25 September 2015

A slightly disappointing speech

It is probably bad form to compare the pastoral styles of two different ecclesiarchs serving two highly different flocks, but it is what I intend to do here – briefly, anyway – and so I shall endeavour to do so with care and with caritas. I was in Saint George Cathedral in Worcester, Massachusetts on the 19th of July this year, when our Patriarch, His Beatitude John X of Antioch and All the East, came to visit the United States from Syria. I confess to having been awed at the presence of His Beatitude, who has already borne so much spiritual responsibility for a profoundly endangered flock, and who, living as he has done in Syria in the midst of the political turmoil, has already seen so much of the fear, flight, need, bloodshed and material wrack of the civil war – and yet faced it without growing bitter or cynical. In light of this spiritual strength he showed, I made it a point to listen with care to his homily.

He spoke to us both in English and in Arabic. His homily was concise, pointed and direct, having very much to do with the specific geopolitical situation from which he had emerged. Even in the midst of killings, repressions and abductions (including those of Metropolitan Paul of Aleppo and Mar Gregorios Yohanna Ibrahim), he bore both words of hope – that Christians through Christ are the light of the world even in the midst of such darkness – and of exhortation, of challenge. Christians must stay in the Middle East; ‘we cannot imagine the Middle East without the existence of Christians’. The hopeful message, that of familial and organic oneness in Christ, even throughout the world; and the challenge, an unpopular message to hear in some quarters (including official ones) who would rather that Middle Eastern Christians did not exist, that Christ’s family must be rooted in its own homeland – both were delivered in gravitas, in a language which bore the full weight of the subject.

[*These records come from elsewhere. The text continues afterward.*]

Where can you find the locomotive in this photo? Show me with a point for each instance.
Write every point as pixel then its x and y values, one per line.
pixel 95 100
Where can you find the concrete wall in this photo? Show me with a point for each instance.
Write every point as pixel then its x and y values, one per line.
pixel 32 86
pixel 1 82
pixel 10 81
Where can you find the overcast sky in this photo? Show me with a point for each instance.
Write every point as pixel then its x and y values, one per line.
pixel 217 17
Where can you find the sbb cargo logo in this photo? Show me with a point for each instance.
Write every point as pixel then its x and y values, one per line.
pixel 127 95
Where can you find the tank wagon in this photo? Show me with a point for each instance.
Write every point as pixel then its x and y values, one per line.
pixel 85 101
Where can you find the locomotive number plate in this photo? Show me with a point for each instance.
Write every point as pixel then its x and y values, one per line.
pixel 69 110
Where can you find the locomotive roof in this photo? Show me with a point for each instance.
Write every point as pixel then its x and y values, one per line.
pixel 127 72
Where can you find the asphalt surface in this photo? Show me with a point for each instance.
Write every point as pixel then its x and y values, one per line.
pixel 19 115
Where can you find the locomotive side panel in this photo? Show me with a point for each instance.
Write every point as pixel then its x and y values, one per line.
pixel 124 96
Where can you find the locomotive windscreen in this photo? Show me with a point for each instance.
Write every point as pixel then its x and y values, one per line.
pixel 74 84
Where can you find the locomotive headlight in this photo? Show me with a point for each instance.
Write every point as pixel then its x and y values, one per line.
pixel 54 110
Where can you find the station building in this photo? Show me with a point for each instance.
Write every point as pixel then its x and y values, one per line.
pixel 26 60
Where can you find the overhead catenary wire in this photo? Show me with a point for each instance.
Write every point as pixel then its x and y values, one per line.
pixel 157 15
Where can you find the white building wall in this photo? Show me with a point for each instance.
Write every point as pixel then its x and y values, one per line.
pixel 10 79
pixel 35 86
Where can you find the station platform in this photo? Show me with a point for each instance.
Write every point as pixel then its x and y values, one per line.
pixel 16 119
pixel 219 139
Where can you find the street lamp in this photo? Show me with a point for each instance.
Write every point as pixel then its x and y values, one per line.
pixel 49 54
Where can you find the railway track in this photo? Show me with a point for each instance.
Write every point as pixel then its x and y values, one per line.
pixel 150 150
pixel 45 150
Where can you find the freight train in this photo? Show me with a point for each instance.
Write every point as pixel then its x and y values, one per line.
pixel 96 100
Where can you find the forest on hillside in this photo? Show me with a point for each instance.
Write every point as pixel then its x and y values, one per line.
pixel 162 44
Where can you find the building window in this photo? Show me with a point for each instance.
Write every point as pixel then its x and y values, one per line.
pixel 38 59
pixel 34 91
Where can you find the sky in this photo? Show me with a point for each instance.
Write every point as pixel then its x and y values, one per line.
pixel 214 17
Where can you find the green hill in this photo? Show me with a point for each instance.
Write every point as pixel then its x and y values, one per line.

On the other hand, Pope Francis’s speech to Congress (of which the full text may be found here, courtesy of Mark Shea), though longer and more wide-ranging, was mildly disappointing and, I dare say, overly-diplomatic. I must first caution, that I do not have that many problems with Pope Francis’s stated anthropology and politics, on the occasions where he does state them clearly and unambiguously. I have absolutely no problem with his care for immigrants and refugees, with his advocacy for the environment, with his solidarity with the poor. I was delighted when he mentioned, in particular, Dorothy Day. Yet the diplomatic way, even the America-centric way, in which he delivered his remarks, offered little but flattery to the Senate he was addressing. In no sense, listening to his remarks, would one be called to mind that there might be a moral crisis of any kind facing that same chamber! Pope Francis came close, so infuriatingly close, on two points: on abolishing the death penalty and on ending the arms trade. On other evils, like homelessness, hunger, unemployment, abortion… his address was, shall we say, more oblique.

I wonder if part of this diplomatic approach may be an attempt to ward off certain popular conceptions of his political agenda. Certainly misconceptions about Pope Francis abound, as does ridiculously stupid commentary on the same (most of it from The Federalist and First Things). But these are ultimately surface-level problems. The big problem is an ecclesiological one. Listen to how he is introduced to Congress by the Speaker: ‘Pope Francis of the Holy See’. He is not presented in his religious capacity; he is speaking to them as the political sovereign and head of the nation-city-state of the Vatican. We shouldn’t be surprised that he is speaking with the eggshell caution of a diplomat, when those are in fact the terms on which he is engaging Congress – as a visiting, secular head of state to a foreign nation! (Thanks be, though it’s hardly a surprise, that his sense of decorum and respect clearly exceed those of Benjamin Netanyahu.)

This is one of the dangers that haunts the unbalancing of relations between Church and state. Praxis follows from doxa: if the Church takes on the powers and privileges of the state, and organises itself along the same lines as the state, we should not be surprised when it begins to act like a state amongst other states. A millennium ago, when the ‘reforming’ Popes of post-Schismatic Rome began to see themselves as the head of their own state, in the same capacity as feudal kings, they began to wrangle with kings over rights of episcopal nomination and investiture. (The reverse danger, of course, is what has historically haunted the Orthodox clerics: the abdication of powers over Church matters to secular authorities.) But papocæsarism, as can be seen, does not always embolden the clerical authorities which assume the secular authority of states.

None of this is meant to bash Pope Francis, of course. As I said, when he explicates clearly his views on society and politics I find I agree with him far more often than not. At the same time, after his speech to Congress, as such a supporter I found my expectations somewhat deflated.